Climate meeting in Bonn: leaders wanted

Feature story - March 30, 2009
Bonn, Germany — When the future of the world is at stake, the last thing you need is a politician. You need a real leader. And that's our challenge to governments attending the first round of international climate talks in Bonn.

Can a billion mouseclicks save a planet?

The talks are the first in a series of negotiations this year culminating at the Copenhagen Climate Summit in December.  That meeting may well be viewed in decades to come as the most important gathering of world leaders of this century.  It's the place where a global deal to prevent runaway climate change will either be agreed, or we will all face the consequences.

Game on: the planet is the prize

The race to forge a deal by the end of the year begins now. We need to see governments come off the starting blocks like cheetahs.

We marked the opening of the Bonn climate talks with a demonstration outside the meeting featuring a giant balloon depicting a globe on fire.  It was surrounded by 60 people on bicycles and a banner reading "Urgent: climate leaders wanted."

One of the key agenda items for Bonn is agreement on an overall mid-term emissions reduction target for the group of developed countries.  

Hu goes first? I don't know, you tell me.

Developed countries especially need to end the ridiculous "after you'" charade that they have been engaged in for the last decade and simply agree to cut emissions by at least 40 percent by 2020.
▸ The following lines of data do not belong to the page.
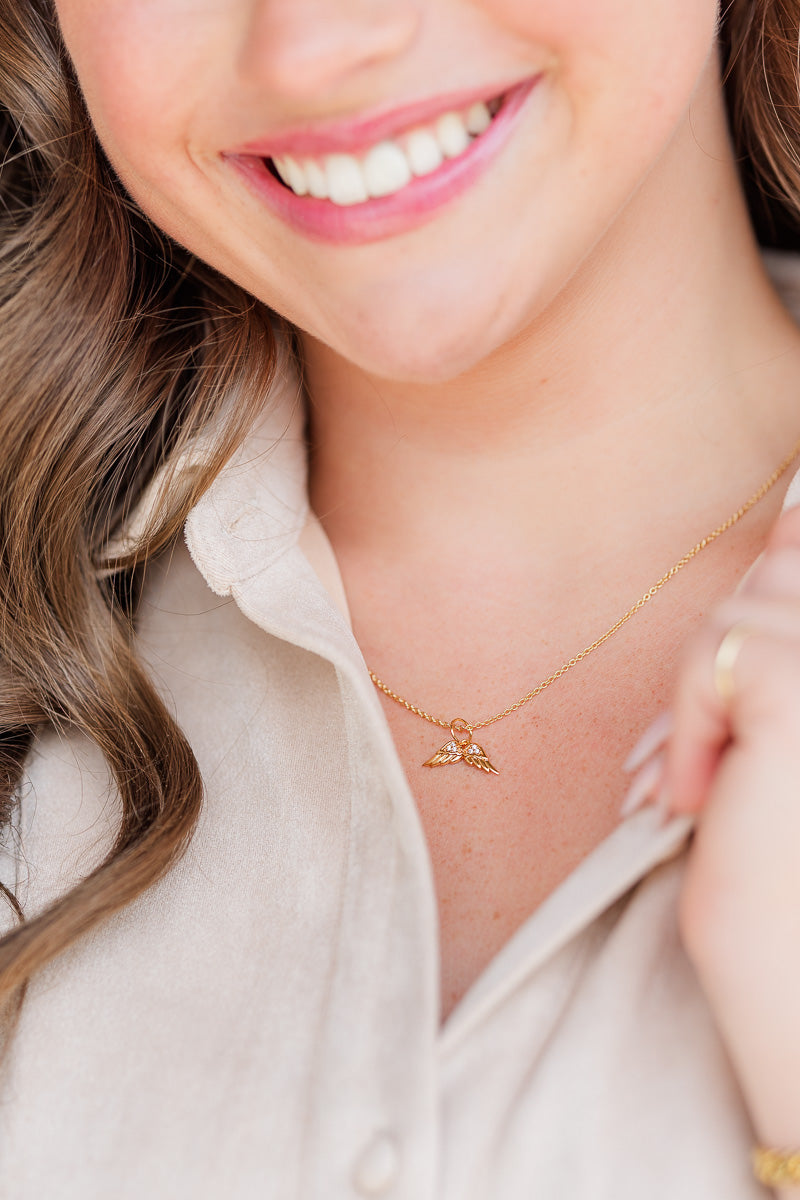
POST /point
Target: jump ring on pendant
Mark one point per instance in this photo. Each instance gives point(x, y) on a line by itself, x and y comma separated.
point(461, 731)
point(725, 660)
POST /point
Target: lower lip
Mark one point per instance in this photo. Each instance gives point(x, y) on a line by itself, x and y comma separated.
point(391, 215)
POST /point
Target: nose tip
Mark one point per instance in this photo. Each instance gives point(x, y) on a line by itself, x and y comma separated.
point(304, 47)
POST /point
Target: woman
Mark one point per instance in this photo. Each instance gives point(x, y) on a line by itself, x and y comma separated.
point(444, 329)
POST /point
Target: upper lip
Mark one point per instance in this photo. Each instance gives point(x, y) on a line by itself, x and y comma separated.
point(353, 135)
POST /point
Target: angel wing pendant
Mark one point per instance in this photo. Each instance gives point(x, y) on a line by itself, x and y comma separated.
point(462, 750)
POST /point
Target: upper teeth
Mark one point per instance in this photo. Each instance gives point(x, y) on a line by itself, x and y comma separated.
point(389, 166)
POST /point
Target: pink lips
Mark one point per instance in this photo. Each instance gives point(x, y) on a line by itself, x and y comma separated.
point(389, 216)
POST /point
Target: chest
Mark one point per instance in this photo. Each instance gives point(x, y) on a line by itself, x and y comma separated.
point(499, 845)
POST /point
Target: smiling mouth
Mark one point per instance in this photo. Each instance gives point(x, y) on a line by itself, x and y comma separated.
point(389, 166)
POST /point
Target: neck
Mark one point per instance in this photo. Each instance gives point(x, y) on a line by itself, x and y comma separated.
point(666, 361)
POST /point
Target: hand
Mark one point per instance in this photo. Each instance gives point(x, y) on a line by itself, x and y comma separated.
point(737, 766)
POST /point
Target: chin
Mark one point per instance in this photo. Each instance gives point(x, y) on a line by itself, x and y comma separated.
point(426, 348)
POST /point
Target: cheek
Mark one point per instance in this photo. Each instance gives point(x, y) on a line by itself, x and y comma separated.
point(613, 53)
point(142, 65)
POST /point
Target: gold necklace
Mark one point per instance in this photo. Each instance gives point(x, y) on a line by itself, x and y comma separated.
point(462, 748)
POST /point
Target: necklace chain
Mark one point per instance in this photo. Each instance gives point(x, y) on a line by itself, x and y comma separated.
point(465, 726)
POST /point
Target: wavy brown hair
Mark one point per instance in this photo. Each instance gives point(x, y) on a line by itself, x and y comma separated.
point(116, 349)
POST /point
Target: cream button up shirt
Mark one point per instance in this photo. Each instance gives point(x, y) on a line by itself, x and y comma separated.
point(263, 1024)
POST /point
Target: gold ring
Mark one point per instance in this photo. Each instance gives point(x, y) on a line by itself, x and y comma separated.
point(725, 660)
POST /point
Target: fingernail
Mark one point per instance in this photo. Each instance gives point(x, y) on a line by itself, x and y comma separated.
point(650, 741)
point(644, 787)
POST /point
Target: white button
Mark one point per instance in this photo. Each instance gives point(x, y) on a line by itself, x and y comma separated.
point(378, 1167)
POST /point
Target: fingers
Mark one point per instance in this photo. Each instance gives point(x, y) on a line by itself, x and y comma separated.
point(764, 708)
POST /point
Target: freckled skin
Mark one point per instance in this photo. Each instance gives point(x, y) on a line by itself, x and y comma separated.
point(541, 335)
Despite our clean green image New Zealand is one of the worst climate performers in the developed world. Thanks to massive industrial dairy expansion and intensification and the lack of any kind of climate policy, we are increasingly being seen on the world stage as not doing our bit to help reach a global deal. The National Government has a lot of work to do and needs to get on with it for the sake of New Zealand, rather than sticking its head deeper into the sand.

When US President Obama and Chinese President Hu Jintao meet for the first time at the G20 in the UK, the world's two largest greenhouse gas emitters will have an opportunity to demonstrate their committment to leadership in a common cause -- or to continue the game of demanding the other commit first.

A joint US/China commitment to finding climate solutions, including securing the necessary funding and a call to other world leaders to join them, could be the critical step that breaks the stalemate.  

At the moment, all roads lead to Copenhagen. Every signal, every deal, every move on the table now will shape that crucial agreement.

What the world needs now is NOT love, sweet love.  It's action on climate change

What do we want out of the UN climate meeting in Copenhagen in December? Nothing short of a plan to save the planet:

  • Global emissions to peak by 2015 and decline rapidly thereafter reaching as close to zero as possible by mid-century
  • Developed countries, as a group, to reduce emissions by at least 40 percent by 2020 (compared to 1990 levels). At least three quarters of these reductions must be achieved domestically.
  • Developing countries to reduce their projected emissions growth by 15-30 percent by 2020, with support from industrialised countries.
  • The establishment of a funding mechanism to stop deforestation and associated emissions in all developing countries by 2020, with key areas (Amazon, Congo Basin and the Paradise Forests in Indonesia and Papua New Guinea) achieving zero deforestation by 2015.